This comment has been minimized.

Copy link
Author

@oxisto oxisto commented Jan 15, 2020

It is your call of course, but I would actually advise against this, because you are changing the semantics of the literal expression. Fact is that if you consider the code fragment -1 it is really two expressions:

  • a unary exp -
  • and a literal 1.

If you now eval the literal to -1 you still end up with an AST of:

  • a unary exp -
  • and an (evaluated) literal of -1.

This is extremely confusing in my opinion. On the plus side you of course you would then be able to quickly find the usage of -1. Probably a toin coss in the end :)

Maybe I can join the conversation on Gitter tomorrow, I wanted to dig deeper in how the Java compiler actually handles this.

Update: The jdk Compiler condenses both into a single literal expression with the negative value. Might be the most sensible approach.

@edefazio

This comment has been minimized.

Copy link

@edefazio edefazio commented Jan 16, 2020

sorry I think i just restated what you said here in Gitter chat, shoulda looked here first....

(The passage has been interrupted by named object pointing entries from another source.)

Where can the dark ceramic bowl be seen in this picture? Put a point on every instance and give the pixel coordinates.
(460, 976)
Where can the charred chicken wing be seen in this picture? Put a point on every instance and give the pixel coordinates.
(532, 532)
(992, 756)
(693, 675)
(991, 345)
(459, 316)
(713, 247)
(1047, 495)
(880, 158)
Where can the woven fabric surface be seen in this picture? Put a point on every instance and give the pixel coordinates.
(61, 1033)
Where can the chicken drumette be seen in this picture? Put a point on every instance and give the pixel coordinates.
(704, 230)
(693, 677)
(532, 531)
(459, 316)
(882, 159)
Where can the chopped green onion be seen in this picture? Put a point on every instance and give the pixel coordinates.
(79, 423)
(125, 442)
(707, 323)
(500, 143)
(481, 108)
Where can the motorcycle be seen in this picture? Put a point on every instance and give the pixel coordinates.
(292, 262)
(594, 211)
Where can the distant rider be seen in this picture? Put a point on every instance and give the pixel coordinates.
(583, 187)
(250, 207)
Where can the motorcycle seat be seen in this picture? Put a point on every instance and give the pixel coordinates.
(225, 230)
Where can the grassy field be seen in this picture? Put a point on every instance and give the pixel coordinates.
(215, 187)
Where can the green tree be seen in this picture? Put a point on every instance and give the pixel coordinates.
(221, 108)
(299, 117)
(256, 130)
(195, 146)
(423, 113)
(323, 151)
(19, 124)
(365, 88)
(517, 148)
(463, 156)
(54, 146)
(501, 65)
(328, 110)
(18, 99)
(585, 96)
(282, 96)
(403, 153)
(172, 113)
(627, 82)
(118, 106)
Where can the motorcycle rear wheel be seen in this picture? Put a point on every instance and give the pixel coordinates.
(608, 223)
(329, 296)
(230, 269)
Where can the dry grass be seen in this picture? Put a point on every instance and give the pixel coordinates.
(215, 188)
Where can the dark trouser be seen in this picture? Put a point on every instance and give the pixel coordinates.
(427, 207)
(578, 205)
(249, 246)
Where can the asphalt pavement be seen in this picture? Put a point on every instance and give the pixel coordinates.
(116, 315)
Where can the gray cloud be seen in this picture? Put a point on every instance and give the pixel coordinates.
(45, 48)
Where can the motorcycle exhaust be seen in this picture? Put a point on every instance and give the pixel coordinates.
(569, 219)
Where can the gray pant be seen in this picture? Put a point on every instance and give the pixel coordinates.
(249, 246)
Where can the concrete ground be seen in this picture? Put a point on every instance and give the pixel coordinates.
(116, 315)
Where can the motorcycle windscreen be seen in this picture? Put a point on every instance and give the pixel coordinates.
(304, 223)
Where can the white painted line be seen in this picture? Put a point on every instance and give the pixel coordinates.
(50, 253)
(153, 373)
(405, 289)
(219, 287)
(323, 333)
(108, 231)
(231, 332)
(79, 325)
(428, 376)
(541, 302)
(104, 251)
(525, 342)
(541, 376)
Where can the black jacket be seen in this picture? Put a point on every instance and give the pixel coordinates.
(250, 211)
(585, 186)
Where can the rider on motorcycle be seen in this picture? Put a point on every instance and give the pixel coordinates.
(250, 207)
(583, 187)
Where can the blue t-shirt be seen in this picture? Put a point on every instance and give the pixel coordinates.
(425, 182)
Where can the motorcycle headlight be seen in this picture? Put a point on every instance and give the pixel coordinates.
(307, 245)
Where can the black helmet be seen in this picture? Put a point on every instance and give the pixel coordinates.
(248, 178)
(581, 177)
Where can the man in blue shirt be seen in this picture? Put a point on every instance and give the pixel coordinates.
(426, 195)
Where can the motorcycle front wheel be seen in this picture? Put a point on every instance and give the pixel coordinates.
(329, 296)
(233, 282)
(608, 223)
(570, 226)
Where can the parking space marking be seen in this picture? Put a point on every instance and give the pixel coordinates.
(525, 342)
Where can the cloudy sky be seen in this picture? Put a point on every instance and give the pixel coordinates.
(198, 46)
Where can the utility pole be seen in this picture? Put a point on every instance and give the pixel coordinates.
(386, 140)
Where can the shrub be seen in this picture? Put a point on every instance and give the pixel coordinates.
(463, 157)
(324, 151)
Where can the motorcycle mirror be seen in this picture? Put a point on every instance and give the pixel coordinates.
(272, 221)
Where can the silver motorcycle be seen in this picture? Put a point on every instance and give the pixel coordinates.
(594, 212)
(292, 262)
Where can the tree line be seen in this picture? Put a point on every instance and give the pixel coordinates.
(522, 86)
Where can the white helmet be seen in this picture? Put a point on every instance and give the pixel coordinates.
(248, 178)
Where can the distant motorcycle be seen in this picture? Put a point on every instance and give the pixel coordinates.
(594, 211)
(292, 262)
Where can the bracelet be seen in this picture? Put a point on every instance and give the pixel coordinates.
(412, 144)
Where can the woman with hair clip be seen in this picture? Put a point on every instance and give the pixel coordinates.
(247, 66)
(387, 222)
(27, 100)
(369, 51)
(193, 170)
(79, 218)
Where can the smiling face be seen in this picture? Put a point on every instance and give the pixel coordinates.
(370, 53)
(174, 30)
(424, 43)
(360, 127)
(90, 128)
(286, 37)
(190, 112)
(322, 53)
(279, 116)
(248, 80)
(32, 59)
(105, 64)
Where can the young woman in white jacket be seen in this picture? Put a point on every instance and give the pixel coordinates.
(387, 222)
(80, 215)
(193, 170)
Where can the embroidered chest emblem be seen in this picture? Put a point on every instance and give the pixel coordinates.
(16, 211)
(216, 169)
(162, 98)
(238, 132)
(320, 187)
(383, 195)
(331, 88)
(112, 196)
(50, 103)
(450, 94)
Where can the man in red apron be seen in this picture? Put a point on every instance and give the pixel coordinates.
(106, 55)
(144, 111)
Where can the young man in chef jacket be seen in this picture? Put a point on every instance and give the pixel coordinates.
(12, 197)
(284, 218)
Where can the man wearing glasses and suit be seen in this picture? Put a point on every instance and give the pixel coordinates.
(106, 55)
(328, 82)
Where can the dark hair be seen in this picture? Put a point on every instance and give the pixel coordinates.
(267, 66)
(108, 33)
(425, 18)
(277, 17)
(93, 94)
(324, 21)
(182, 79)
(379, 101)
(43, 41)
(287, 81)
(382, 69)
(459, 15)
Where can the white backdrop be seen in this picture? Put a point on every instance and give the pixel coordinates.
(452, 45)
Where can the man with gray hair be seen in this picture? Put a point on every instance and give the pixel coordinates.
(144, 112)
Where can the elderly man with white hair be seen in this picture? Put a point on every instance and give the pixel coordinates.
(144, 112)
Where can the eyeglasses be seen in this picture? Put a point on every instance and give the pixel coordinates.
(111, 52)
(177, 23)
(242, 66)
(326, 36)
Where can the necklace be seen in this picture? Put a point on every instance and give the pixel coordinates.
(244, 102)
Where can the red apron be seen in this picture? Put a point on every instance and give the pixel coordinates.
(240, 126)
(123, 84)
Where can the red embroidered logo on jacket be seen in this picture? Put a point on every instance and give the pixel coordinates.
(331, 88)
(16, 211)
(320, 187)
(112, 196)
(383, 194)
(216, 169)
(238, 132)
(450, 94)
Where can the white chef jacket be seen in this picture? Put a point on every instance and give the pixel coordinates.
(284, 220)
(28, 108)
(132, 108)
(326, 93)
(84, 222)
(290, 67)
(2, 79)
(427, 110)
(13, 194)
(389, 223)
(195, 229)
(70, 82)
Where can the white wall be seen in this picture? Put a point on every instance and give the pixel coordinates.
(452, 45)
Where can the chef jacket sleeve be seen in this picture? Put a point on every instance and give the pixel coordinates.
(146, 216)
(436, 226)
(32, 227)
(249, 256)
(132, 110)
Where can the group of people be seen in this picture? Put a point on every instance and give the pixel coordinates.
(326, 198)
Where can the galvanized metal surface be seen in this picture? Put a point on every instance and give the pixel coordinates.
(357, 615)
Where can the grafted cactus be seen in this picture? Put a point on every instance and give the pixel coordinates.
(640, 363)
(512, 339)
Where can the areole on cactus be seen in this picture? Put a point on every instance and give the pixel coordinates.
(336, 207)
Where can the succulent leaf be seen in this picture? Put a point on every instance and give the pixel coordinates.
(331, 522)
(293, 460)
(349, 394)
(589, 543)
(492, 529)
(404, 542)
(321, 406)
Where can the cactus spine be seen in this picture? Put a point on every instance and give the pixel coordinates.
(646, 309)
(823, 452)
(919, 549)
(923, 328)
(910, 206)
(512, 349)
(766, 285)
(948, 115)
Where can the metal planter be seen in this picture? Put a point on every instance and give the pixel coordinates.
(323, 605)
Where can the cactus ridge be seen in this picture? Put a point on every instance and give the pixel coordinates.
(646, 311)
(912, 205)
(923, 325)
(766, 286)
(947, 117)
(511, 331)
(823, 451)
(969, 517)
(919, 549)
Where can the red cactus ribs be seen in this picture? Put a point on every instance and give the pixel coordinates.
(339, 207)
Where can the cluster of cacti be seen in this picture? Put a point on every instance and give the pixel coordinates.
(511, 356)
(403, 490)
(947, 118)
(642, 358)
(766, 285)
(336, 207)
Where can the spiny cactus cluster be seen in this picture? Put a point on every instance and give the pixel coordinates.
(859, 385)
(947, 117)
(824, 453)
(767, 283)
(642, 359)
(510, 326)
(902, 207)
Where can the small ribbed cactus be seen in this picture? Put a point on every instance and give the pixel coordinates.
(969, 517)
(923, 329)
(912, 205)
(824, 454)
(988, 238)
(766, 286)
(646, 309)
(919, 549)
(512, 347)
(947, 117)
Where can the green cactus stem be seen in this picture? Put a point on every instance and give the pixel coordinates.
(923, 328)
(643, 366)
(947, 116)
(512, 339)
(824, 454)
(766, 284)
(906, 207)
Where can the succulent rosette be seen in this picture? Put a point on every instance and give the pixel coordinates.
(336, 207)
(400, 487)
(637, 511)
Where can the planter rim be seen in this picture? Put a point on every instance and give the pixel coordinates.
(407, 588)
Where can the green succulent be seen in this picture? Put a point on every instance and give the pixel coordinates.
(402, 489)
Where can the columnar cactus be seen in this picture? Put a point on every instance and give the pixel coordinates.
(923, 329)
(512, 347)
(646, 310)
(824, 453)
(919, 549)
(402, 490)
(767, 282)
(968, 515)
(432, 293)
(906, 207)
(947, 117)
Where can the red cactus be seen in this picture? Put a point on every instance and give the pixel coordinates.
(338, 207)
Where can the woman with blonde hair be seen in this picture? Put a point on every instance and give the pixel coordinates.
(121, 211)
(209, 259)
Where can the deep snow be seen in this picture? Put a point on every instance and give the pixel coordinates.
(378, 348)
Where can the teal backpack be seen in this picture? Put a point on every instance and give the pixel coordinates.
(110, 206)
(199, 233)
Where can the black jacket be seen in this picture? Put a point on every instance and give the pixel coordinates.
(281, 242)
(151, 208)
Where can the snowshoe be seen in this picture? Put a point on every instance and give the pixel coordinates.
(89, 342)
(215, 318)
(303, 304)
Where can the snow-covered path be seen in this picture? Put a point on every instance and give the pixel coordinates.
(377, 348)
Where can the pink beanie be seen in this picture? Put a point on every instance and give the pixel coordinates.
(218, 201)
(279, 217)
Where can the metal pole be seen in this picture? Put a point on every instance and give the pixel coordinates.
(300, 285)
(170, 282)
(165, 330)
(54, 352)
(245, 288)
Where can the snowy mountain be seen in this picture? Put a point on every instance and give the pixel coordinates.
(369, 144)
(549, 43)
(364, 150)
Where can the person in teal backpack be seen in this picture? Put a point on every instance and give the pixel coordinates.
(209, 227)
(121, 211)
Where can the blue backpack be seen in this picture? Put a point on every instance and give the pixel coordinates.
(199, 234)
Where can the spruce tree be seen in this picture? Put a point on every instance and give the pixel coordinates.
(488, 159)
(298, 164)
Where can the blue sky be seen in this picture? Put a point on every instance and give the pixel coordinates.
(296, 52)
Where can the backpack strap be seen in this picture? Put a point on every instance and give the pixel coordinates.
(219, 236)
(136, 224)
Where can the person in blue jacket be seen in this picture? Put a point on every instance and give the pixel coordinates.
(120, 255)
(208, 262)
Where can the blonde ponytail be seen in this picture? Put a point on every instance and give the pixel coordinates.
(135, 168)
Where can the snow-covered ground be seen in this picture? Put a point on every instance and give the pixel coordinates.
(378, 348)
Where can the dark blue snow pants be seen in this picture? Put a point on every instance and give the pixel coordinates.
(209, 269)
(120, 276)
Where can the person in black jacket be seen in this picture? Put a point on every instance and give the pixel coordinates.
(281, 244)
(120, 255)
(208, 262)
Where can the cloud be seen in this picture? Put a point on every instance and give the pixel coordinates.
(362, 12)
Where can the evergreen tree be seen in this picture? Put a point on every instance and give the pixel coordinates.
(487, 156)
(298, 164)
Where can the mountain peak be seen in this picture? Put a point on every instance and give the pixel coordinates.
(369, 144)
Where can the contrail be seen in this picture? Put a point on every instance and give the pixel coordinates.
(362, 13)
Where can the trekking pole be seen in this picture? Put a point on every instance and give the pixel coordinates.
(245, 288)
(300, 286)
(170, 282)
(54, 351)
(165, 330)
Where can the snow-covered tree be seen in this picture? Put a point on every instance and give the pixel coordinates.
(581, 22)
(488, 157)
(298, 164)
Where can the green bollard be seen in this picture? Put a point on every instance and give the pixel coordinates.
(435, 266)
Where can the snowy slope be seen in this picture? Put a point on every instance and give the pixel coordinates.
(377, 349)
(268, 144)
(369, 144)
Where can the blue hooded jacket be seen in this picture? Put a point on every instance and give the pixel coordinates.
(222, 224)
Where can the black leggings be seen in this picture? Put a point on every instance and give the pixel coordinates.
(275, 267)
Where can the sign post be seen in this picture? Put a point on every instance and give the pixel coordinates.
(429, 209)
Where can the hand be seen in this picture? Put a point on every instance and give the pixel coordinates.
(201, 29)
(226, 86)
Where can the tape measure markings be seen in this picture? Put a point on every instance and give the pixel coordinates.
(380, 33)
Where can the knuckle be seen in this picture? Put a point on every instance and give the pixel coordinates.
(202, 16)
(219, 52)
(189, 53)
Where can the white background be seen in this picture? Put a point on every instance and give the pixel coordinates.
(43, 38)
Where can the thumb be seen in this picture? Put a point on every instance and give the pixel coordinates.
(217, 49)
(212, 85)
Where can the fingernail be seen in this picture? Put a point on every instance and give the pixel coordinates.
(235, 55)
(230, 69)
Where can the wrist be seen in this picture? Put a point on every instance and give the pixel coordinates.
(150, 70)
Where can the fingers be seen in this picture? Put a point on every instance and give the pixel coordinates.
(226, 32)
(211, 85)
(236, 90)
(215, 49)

yes I think we are looking at these scenarios... I think unifying the UnaryExpr + IntegerLiteralExpr into a single IntegerLiteralExpr is probably the most correct thing to do, but I also recognise that this might be alot of work for the parser code so I think we need to ask or "sell" @matozoid on the idea. thanks for your input (highly appreciated) btw

@matozoid

This comment has been minimized.

Copy link
Member

@matozoid matozoid commented Jan 16, 2020

Note that the Java compiler does its parsing with one goal: give the compiler what it needs as quickly as possible. That's another goal than JavaParser, which wants to give everyone a general AST that has everything to their job done. There are many things that JP does different from javac.

@matozoid

This comment has been minimized.

Copy link
Member

@matozoid matozoid commented Jan 16, 2020

Looks like the "eval" naming uncovered the real problem here: toInt is doing a tiny bit of interpretation of the AST, it is the start of an interpreter. If we consider the UnaryExpr next to the IntegerLiteralExpr, shouldn't we also consider the EnclosedExpr so that -(1) works? And -(1+0) - should we remove that zero? It looks to me like toInt's promise to give the value of the literal in a non-confusing way cannot be fulfilled without a lot of work. Maybe take another approach (that was suggested before) and just return long for toInt so that this issue is fixed, but also rename the method to something that says "careful, doesn't include the sign!"

@oxisto

This comment has been minimized.

Copy link
Author

@oxisto oxisto commented Jan 16, 2020

just return long for toInt so that this issue is fixed

The same applies for the long literal expression as well btw, in this case with -9223372036854775808 where 9223372036854775808 does not fit in a long anymore and needs a BigInteger :(

@MysterAitch

This comment has been minimized.

Copy link
Collaborator

@MysterAitch MysterAitch commented Jan 16, 2020

I'm not fully clued in (get the disclaimer in early ;) ) but would it be appropriate to introduce a method such as toNumberPart() (indicating it is only the "number part" not the sign) or toModuloNumber()/toAbsoluteNumber() (more explicitly indicating it will return a positive number).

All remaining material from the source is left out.